Feel The Love

Jason Steck, writing over at The Moderate Voice delivers a blistering send-off for retiring UN hypocrite-in-chief, Kofi Annan.

Annan has never lacked for a kind word and a soft shoulder towards the world's most cruel dictators while holding the United States to a "special responsibility" that requires that the U.S. not only avoid pursuing its interests, but also asks that the U.S. actively undermine itself whenever convenient for the Secretary-General's office. At the same time he calls the United States to its supposed "special responsibility", however, Annan refused to uphold his own by repeatedly obstructing international cooperation in crises from Kosovo to Darfur.

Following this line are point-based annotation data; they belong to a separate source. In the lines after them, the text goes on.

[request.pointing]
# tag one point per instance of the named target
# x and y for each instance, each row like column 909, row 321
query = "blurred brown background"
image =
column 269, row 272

Even when international cooperation has proven possible, Annan has undermined it. During the period of sanctions against Iraq from 1991-2003, the Secretary-General's office was empowered to manage the "Oil for Food" program designed to decrease the impact of the sanctions on Iraqi civilians while blocking Iraqi rearmament. Due to massive corruption within the program, however, Saddam Hussein diverted money away from feeding his people to build himself grand new palaces while U.N. bureaucrats including Annan's own son skimmed millions off for their personal enrichment. When the fraud was exposed, Annan personally blocked all meaningful moves for accountability.

If there was any real responsibility at the UN, Kofi Annan should have been turned out of office on his ear a long time ago. His continued tenure there for two terms is, I suspect, a direct result of his kissing up to some of the worst governments in the world. His relentless attempts to undermine anything America has tried to do in the decade of his control of the UN made him the darling of dictators everywhere.

At all stages of Annan's tenure, he has prized his own self-serving preening over any substantial contribution to the international debate over the shape of the post-Cold War world. Annan entered the Secretary-General's office at a time of unprecedented height in the stature of the United Nations, where the institution had been placed at the center of what the first President Bush called "a new world order". Annan leaves this institution far worse than he found it, sullied by his rhetorical inanity, his nepotism, and his self-centered aggrandizement. Good riddance to Annan and here's hoping for a new day at the United Nations.

I'm quite glad Annan is going away. It is about a decade late, however. In a way, though, Annan's behavior set back the cause of "internationalism" by about 20 years, so there is a degree of good that even this vain and foolish man accomplished.